A family member who needs care. Some people end up leaving their job to help care for a spouse, parent or other family member who needs extra help. Nearly a quarter (23 percent) of early retirees left the workforce to help care for someone else. "Women will not only be the caretaker of their spouse at some point in their lives, but they also may be alone for a good number of years of their lives," says Mary Hunt, author of "The Smart Woman's Guide to Planning for Retirement." "Not only are we going to have to care for others, we are going to have to care for ourselves."

The death of a spouse. In addition to the obvious emotional toll, the death of a spouse can also complicate your retirement finances. If you were previously receiving two Social Security payments each month, you will now only get one that is equivalent to the higher earner's amount. Also, some pension and annuity payments could stop when the worker passes away if elections were not made to have payments continue for a surviving spouse. It's important for couples to make financial preparations for retirement that will last throughout both of your lifetimes.

[See: 13 Money Tips for Married Couples.]
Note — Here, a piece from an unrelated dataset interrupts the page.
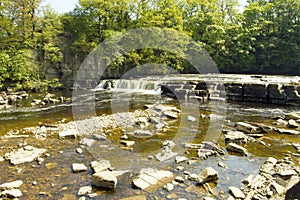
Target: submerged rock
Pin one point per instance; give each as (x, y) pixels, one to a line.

Lackluster investment performance. A stock market dip in the early years of your retirement can have a devastating impact on your retirement finances for the rest of your life. "You need a diversified portfolio that provides enough exposure to the stock market that you will be able to keep up with inflation over the long haul, but not so much that you will find yourself panicking during the next stock market downtown," Rogers says. It's important to stress-test your retirement draw-down strategy to see what will happen to it if you develop a serious health problem or are forced into retirement early. The need for an adequate emergency fund doesn't end when you leave your job.